Japan will see the release of a raft of economic data, including updated inflation figures for Tokyo, on Thursday at 2330 GMT. The numbers are expected to confirm inflationary pressures remain tepid, and that any policy shift from the BoJ remains a long way off. As such, they are unlikely to impact the yen much, which will probably continue to respond more to changes in risk appetite. In this respect, the upcoming Trump-Xi meeting may be pivotal.
The Japanese inflation outlook has been particularly subdued in recent years, even despite the Bank of Japan’s (BoJ’s) best efforts to reflate prices through its massive stimulus program. This week’s Tokyo CPI readings, which are considered forward-looking gauges of the nationwide prints and hence crucial for BoJ decisions, are anticipated to reaffirm this narrative. The core CPI rate that excludes fresh food is projected to have held steady at 1.0% on a yearly basis in November, while no forecast is available for the headline figure.

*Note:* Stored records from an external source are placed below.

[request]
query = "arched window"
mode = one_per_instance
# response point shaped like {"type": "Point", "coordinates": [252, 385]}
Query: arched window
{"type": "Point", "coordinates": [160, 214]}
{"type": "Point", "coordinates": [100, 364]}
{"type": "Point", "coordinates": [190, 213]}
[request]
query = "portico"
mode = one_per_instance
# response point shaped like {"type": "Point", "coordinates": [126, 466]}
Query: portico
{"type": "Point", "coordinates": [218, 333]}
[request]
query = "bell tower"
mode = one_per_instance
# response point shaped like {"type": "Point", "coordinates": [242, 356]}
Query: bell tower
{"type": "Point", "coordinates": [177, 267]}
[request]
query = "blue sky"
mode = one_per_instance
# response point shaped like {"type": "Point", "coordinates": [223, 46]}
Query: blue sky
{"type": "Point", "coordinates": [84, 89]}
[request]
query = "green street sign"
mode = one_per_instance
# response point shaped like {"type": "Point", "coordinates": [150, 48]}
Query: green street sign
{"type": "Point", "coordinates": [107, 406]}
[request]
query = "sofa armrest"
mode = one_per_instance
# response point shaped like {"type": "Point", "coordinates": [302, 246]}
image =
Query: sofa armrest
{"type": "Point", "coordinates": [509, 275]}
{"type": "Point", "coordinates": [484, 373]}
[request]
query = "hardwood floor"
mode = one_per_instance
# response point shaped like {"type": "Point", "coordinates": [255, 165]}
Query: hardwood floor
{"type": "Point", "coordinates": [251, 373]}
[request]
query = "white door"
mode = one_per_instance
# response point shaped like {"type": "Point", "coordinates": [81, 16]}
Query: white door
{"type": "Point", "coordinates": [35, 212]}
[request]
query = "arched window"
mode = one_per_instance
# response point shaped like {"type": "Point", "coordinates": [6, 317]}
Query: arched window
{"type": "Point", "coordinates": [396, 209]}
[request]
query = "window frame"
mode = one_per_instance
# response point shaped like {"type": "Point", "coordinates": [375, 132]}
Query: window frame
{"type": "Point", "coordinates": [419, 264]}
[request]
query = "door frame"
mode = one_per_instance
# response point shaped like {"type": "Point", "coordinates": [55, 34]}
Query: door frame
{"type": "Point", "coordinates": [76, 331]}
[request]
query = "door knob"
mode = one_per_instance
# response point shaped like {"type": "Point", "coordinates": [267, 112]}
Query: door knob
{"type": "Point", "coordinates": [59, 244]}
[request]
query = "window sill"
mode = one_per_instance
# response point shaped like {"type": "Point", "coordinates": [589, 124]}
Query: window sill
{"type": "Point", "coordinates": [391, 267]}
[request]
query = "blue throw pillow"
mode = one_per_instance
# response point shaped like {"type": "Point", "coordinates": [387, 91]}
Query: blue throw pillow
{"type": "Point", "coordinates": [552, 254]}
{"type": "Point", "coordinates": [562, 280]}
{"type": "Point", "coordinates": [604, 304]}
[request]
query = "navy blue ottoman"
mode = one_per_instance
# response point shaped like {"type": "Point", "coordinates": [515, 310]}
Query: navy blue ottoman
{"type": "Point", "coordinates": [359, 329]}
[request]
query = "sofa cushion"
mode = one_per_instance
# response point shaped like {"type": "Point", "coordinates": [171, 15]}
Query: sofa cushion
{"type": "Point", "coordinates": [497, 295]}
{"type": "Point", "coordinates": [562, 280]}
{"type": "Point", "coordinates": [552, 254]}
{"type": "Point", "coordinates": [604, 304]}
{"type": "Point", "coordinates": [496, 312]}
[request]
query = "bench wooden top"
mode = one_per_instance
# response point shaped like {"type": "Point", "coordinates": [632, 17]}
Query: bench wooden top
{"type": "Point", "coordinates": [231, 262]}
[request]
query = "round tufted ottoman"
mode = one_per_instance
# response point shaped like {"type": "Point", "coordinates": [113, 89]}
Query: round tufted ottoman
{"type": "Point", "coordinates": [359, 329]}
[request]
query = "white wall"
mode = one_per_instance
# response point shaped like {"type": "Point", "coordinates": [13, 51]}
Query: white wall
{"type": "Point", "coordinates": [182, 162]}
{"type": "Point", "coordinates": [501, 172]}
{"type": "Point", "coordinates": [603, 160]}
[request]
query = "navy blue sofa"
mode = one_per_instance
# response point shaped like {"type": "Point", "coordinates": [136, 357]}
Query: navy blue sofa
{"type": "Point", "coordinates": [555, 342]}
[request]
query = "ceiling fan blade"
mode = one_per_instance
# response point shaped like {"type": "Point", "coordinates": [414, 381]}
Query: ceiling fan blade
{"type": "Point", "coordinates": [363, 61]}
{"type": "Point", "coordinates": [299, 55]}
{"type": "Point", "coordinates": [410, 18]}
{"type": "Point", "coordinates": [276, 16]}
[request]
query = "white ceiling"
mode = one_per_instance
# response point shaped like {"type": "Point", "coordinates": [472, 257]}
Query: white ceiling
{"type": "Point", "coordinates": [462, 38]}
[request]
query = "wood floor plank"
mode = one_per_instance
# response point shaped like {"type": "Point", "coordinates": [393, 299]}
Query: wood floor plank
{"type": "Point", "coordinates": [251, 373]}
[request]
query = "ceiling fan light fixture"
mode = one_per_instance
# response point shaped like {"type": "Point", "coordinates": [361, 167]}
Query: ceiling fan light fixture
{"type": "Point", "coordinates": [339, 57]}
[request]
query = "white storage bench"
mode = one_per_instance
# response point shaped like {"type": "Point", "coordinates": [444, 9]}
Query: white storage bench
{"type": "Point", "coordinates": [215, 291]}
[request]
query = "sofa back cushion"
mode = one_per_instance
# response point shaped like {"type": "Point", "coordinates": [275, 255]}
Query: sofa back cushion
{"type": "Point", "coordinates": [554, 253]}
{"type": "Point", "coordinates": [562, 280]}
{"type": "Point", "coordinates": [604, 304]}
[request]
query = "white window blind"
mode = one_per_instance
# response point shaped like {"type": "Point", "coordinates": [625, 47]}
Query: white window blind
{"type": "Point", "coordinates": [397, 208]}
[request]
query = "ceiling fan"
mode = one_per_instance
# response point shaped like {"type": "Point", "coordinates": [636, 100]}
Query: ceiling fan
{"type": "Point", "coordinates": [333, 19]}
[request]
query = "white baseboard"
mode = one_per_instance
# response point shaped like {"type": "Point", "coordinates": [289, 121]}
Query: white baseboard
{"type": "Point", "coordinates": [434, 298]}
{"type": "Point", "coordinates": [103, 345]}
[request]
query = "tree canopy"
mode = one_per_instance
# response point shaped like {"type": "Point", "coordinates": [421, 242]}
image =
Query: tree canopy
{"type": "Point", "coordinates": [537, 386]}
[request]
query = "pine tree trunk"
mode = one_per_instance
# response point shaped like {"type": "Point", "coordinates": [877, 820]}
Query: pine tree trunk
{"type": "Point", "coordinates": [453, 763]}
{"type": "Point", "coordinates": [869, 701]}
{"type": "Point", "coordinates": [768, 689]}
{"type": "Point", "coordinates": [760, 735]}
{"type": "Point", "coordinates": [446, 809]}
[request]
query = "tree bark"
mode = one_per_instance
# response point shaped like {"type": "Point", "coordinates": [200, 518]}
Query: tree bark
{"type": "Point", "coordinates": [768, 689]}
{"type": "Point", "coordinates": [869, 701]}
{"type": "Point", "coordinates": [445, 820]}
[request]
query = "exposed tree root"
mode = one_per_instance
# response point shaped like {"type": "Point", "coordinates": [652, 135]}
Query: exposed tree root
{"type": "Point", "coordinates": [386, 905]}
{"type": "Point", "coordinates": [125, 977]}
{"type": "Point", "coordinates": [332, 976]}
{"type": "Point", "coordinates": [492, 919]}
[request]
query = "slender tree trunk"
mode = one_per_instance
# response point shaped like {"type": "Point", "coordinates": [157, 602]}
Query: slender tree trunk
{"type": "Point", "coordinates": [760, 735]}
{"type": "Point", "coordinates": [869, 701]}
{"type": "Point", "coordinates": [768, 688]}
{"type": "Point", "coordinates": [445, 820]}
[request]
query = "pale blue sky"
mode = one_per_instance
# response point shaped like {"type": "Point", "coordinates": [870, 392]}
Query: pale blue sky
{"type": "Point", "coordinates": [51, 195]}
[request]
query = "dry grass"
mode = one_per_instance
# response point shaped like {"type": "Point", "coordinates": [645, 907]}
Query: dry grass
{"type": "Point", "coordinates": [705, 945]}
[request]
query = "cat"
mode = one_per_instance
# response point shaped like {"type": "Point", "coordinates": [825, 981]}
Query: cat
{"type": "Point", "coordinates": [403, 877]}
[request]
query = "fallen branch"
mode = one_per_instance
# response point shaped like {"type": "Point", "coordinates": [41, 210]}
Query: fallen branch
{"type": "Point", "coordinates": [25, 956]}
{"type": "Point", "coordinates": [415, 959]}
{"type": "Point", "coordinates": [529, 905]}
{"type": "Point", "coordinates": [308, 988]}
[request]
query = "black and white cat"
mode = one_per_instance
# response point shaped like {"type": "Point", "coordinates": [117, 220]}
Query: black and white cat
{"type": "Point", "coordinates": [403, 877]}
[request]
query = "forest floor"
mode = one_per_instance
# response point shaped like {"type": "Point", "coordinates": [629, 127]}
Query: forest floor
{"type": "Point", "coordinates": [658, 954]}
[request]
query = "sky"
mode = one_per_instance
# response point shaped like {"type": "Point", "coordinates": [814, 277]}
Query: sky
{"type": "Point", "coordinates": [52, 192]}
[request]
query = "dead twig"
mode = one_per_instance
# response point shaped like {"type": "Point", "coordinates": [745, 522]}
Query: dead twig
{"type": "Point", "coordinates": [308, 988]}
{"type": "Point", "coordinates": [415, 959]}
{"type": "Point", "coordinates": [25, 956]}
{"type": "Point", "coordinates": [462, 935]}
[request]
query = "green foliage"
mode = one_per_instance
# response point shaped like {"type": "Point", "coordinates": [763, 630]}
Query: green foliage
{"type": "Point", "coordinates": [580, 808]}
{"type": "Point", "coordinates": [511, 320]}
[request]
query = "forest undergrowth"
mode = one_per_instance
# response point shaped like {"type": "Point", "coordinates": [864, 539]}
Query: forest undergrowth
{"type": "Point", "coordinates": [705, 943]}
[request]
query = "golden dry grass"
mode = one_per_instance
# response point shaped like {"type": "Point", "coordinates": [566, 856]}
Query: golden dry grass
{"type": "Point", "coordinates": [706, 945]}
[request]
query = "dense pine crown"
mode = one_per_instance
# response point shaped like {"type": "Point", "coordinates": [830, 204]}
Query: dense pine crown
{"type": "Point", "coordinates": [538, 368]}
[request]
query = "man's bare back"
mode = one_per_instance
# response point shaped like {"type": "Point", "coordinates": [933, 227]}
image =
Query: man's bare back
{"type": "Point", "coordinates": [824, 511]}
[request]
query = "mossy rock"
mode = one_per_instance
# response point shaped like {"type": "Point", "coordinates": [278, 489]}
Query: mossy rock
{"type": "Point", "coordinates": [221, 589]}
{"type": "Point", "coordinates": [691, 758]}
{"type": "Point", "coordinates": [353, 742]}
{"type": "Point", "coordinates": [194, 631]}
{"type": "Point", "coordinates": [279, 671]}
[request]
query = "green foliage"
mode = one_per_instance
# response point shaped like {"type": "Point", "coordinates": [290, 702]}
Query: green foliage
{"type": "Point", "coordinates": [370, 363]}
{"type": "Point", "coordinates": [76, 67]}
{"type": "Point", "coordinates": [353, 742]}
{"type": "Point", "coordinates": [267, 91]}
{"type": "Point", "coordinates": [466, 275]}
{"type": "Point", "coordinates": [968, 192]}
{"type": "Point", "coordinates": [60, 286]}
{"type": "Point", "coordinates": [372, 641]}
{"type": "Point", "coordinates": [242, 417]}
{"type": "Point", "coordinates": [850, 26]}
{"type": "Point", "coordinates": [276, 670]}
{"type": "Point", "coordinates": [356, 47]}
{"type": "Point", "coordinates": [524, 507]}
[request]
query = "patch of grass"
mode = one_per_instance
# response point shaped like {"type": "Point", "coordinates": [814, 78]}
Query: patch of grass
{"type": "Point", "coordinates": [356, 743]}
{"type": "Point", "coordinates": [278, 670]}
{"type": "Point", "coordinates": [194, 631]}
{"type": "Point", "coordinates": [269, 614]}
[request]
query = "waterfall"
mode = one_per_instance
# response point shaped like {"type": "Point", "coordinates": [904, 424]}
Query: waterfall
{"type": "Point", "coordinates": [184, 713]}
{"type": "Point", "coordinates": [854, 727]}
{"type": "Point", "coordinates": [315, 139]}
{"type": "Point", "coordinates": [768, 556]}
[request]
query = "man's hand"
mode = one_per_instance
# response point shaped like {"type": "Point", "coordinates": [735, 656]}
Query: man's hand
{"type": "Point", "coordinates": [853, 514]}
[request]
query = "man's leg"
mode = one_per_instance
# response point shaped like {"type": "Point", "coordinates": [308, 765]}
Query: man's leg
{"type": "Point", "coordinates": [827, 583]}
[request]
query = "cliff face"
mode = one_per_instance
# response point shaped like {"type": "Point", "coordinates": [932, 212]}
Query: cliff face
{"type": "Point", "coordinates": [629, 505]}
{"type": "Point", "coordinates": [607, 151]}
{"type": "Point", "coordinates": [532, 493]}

Employment data, which will be released at the same time, are forecast to show that the unemployment rate held steady at 2.3% in October, just shy of a 27-year low. Twenty minutes later, at 2150 GMT, preliminary industrial production data for October will hit the markets and expectations are for a 1.2% m/m rise, a rebound following a contraction of 0.4% previously.
As for the market’s reaction, absent a major deviation from forecasts, these figures are unlikely to impact the yen notably; the currency doesn’t respond much to data. To explain why, it’s useful to consider the analogy of a foreign central bank – the Fed for instance. When US data improve, markets bet the Fed will raise rates faster, and the dollar consequently gains. Contrast this with the BoJ, which is highly unlikely to change its ultra-loose policy in the foreseeable future. Therefore, investors do not rush to buy or sell the yen on data releases that probably won’t have enough of an impact to lead to any policy changes. Put differently, anything short of a dramatic improvement in Japanese data that sparks speculation for BoJ normalisation, will probably pass unnoticed by the yen.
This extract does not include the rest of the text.